ERTH strangle positions are structurally neutral / high-volatility (long premium, OTM); the modeled P&L assumes European-style exercise at expiration and ignores early assignment, transaction costs, dividends paid before expiry on the stock leg (when present), and the bid-ask spread on the listed chain. ERTH positions also carry Financial Services sector concentration risk; news flow inside the sector (peer earnings, regulatory shifts, supply-chain headlines) can move ERTH alongside the broader basket even when ERTH-specific fundamentals are unchanged. Always rebuild the position from current ERTH chain quotes before placing a trade.

Frequently asked questions

What is a strangle on ERTH?
A strangle on ERTH is the strangle strategy applied to ERTH (etf). The strategy is structurally neutral / high-volatility (long premium, OTM): A long strangle buys an OTM call and an OTM put at offset strikes, cheaper than a straddle but requiring a larger underlying move to profit since both wings start out-of-the-money. With ERTH etf trading near $49.98, the strikes shown on this page are snapped to the nearest listed ERTH chain strike and the premiums come straight from the end-of-day bid/ask midpoint.
How are ERTH strangle max profit and max loss calculated?
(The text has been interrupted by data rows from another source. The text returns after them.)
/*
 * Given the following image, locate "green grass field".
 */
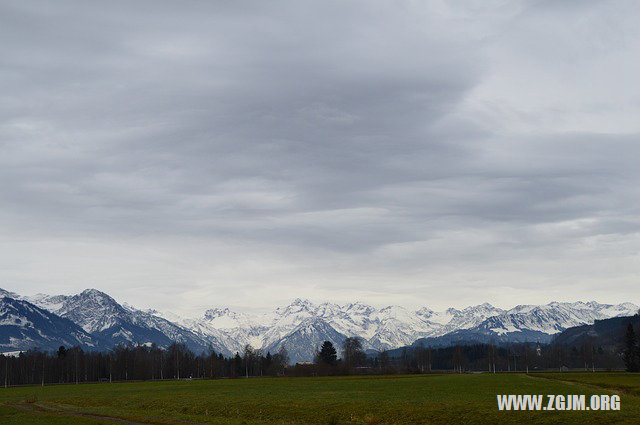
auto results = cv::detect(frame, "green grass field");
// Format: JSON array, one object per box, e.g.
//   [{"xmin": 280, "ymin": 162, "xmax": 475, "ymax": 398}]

Upside max profit is unbounded; downside max profit is bounded at the put strike minus the combined debit (reached at zero). Max loss equals the combined debit times 100 (reached anywhere between the two OTM strikes). Two breakevens at call-strike plus debit and put-strike minus debit. For the ERTH strangle priced from the end-of-day chain at a 30-day expiry (ATM IV 26.70%), the computed maximum profit is unbounded per contract and the computed maximum loss is -$109.00 per contract. Live intraday quotes will differ as the chain moves through the trading session.
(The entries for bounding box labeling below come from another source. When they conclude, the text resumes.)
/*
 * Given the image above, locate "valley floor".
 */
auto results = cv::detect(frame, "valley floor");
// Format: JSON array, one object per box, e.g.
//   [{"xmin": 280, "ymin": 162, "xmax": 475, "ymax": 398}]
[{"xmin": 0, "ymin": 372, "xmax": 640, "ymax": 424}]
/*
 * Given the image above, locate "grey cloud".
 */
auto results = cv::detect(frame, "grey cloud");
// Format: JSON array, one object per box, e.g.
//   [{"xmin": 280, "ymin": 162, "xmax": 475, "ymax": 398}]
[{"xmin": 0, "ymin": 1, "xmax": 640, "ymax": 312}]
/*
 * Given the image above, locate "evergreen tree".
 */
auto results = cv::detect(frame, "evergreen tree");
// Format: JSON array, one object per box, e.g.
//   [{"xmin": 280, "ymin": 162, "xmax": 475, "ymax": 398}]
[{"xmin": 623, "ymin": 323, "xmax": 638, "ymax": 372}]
What is the breakeven for a ERTH strangle?
The breakeven for the ERTH strangle priced on this page is roughly $45.91 and $53.09 at expiration, derived from end-of-day chain premiums. Breakeven is the underlying price at which the strategy's P&L crosses zero ignoring transaction costs and assignment risk. The current ERTH market-implied 1-standard-deviation expected move is approximately 7.65%; if the move sits well outside the breakeven distance, the structure's risk-reward becomes correspondingly tighter.
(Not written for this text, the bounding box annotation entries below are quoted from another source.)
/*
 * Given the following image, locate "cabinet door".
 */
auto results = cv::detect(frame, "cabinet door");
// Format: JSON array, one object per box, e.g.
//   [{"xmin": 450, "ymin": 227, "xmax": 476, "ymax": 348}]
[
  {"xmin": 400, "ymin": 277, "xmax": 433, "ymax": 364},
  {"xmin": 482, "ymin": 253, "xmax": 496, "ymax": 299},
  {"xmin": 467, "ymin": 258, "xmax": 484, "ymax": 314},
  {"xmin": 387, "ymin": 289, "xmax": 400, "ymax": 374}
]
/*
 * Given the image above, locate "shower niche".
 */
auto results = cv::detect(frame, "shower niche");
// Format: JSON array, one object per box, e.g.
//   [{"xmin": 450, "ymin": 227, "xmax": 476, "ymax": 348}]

When should you consider a strangle on ERTH?
Strangles on ERTH are the cheaper cousin of the straddle - traders use them when they want a large directional move but are willing to give up the inner-strike sensitivity in exchange for a lower up-front debit on the ERTH chain.
How does current ERTH implied volatility affect this strangle?
ERTH ATM IV is at 26.70% with IV rank near 25.44%, which is on the low end of its 1-year range. Premium-buying structures (long call, long put, debit spreads) are relatively cheap in this regime; premium-selling structures collect less credit per unit risk.